In many ways, Miss Hazel's affection for Bovanne is one born from their shared position as lonely outsiders. Though Bambara uses background exposition sparingly, there is indication that Miss Hazel does drink too much and sleep around a lot, and it seems likely that she was dancing differently than others at the political rally. Further, she is clearly an outsider from her own family; the undercurrents of the generation gap are pronounced during their scene in the kitchen. Therefore, she is able to glimpse the loneliness that Bovanne must feel, as a man who has skills suitable to impress children but not adults. When she decides to take care of him, she is not only recognizing Bovanne himself, but also the existence of people whose loneliness is ignored by a larger society.
“My Man Bovanne” also interrogates the flaws of the concept of Black Power. After the Civil Rights movement in the late 1950s and early 1960s, many African-Americans embraced the Black Power movement, which emphasized both pride in black heritage and collective action to improve the status of African-Americans in the United States. These ideas were especially compelling for the younger generation, but Bambara suggests that the ideas also encouraged a new kind of conformity. Proponents of Black Power rejected other concepts of blackness. This idea is expressed when the children insult their mother's sense of identity, insisting she conform to their own. However, Bambara suggests that blackness is a broad, multi-faceted identity that means something different to every individual. She suggests that the politicized understanding of black identity that was prevalent in the 1960s and early 1970s could sometimes lead to oversimplification, even within a single family. Miss Hazel's voice has been lost in the attempt to define a collective blackness.
“My Man Bovanne” has a static structure. It is meant to give a quick insight into the thoughts and emotions of the narrator, who does not change much over the course of the story. In this sense, it can be considered more of a character sketch than a story with a conventional narrative arc and sense of character development. Although the narrator responds to events in the plot, she does not grow and change like other characters in the collection, such as Squeaky in “Raymond’s Run” or Inez in “Mississippi Ham Rider.” This makes sense, considering her age - she is in her 60s. Older narrators are unusual for Bambara; most of the stories in this collection are narrated by children or young women. This narrator’s lack of development over the course of the story suggests that Bambara may prefer younger narrators because they are more likely to change and grow in response to plot events. Considering it is the first story in the collection, it might also indicate a desire to reveal how identities are eventually defined. Ultimately, what happens in this story is that Miss Hazel decides to remain herself, to not compromise her sense of kinship in favor of a different sense of kinship which her children try to force upon her.
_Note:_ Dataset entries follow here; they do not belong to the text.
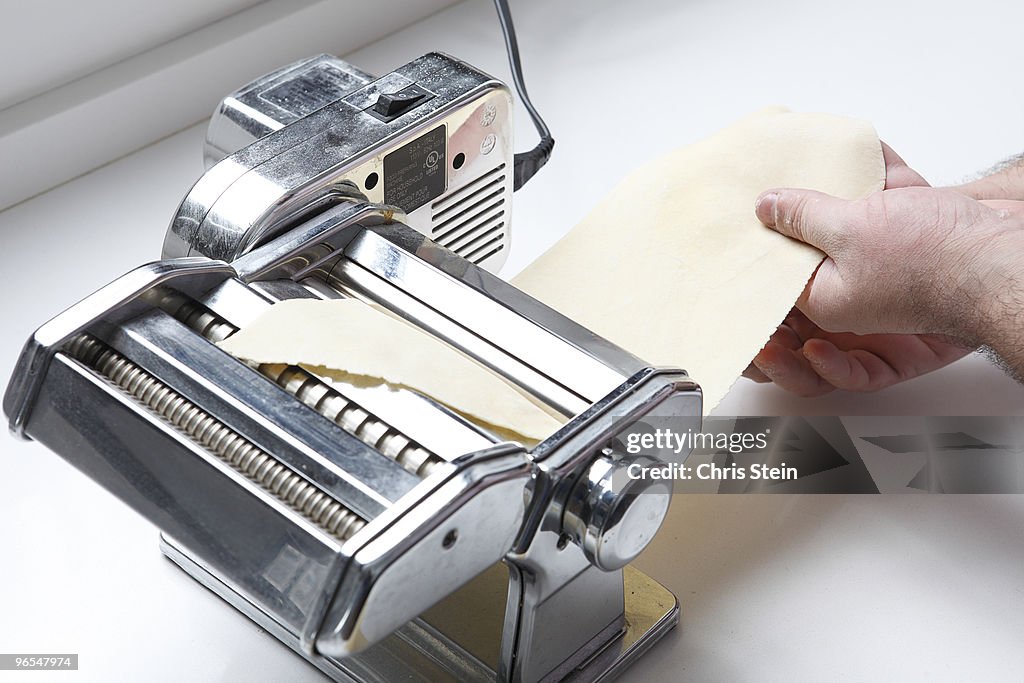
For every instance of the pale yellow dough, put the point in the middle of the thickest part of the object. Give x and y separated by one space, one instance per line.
349 342
672 265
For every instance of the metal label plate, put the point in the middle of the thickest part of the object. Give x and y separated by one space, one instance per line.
414 174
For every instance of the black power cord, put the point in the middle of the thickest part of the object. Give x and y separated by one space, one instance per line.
526 163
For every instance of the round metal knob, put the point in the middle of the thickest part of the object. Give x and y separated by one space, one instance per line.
612 516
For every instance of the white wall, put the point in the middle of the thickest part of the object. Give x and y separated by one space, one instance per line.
95 80
47 43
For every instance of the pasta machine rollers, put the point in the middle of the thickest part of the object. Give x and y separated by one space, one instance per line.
381 536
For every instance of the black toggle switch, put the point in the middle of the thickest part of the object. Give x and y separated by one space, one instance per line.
392 104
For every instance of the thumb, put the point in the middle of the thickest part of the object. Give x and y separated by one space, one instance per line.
809 216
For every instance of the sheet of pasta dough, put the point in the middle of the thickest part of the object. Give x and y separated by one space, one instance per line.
674 266
349 342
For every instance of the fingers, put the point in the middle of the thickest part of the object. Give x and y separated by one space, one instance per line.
781 361
791 371
898 174
809 216
857 370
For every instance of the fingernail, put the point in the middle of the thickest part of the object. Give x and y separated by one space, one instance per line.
765 208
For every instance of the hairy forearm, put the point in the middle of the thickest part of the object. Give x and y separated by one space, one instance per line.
1004 181
1003 324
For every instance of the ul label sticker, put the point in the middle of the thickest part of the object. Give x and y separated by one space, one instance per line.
414 174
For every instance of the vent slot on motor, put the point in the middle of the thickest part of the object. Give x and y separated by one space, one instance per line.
470 221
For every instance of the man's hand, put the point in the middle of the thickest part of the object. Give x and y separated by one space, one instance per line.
925 263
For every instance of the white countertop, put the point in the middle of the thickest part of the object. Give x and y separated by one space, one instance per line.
773 587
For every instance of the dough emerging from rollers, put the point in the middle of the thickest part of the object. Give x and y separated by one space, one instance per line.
346 341
672 265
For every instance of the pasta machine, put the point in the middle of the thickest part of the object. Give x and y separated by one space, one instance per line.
381 536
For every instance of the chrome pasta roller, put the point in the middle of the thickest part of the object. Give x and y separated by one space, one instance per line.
389 539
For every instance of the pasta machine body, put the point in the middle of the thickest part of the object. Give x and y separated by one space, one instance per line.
378 534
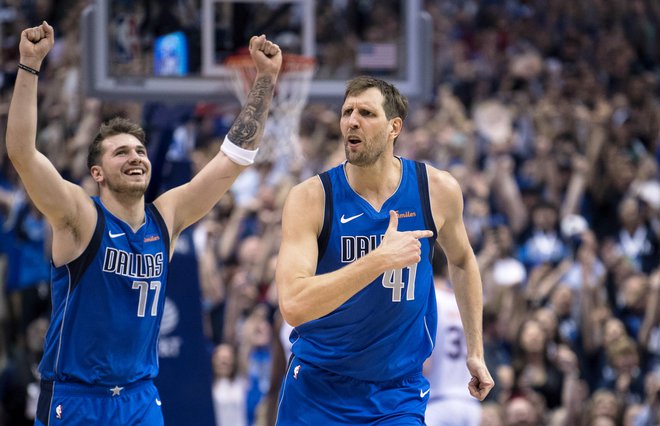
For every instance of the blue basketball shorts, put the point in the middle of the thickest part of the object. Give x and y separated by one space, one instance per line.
68 404
313 396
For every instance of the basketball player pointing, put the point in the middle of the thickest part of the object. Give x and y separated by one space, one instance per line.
110 253
354 275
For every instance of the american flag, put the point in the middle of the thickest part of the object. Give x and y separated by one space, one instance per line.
380 56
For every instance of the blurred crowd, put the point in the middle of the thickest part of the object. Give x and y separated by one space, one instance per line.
548 115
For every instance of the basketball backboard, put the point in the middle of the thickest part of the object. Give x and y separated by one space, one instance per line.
147 51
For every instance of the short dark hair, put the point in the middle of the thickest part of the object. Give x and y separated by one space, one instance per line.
395 104
115 126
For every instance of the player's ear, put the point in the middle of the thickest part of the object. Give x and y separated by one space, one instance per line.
97 174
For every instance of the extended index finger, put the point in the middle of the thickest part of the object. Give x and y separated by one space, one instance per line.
422 234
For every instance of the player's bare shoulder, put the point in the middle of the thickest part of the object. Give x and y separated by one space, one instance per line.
443 185
305 204
446 195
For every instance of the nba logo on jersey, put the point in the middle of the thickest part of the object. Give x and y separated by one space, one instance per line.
296 371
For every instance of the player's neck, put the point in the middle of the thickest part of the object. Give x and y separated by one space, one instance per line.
129 209
377 182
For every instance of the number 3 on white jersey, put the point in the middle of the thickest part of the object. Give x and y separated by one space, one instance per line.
394 279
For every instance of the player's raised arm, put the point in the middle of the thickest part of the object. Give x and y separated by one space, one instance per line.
186 204
60 201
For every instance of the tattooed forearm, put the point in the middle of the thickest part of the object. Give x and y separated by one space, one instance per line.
249 126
Like many of the other stories in Gorilla, My Love, much of the action in “My Man Bovanne” is internal. The thematic weight of “My Man Bovanne” lies not in the plot events, which are mundane, but rather in the narrator’s thoughts and emotions. It is notable that the story ends with Miss Hazel's decision to bathe Bovanne, and not the act itself. This device - of ending on the choice rather than on the act - is employed in many of the other stories in this collection, suggesting that life’s most important changes are not in one’s circumstances, but in how one responds to those circumstances.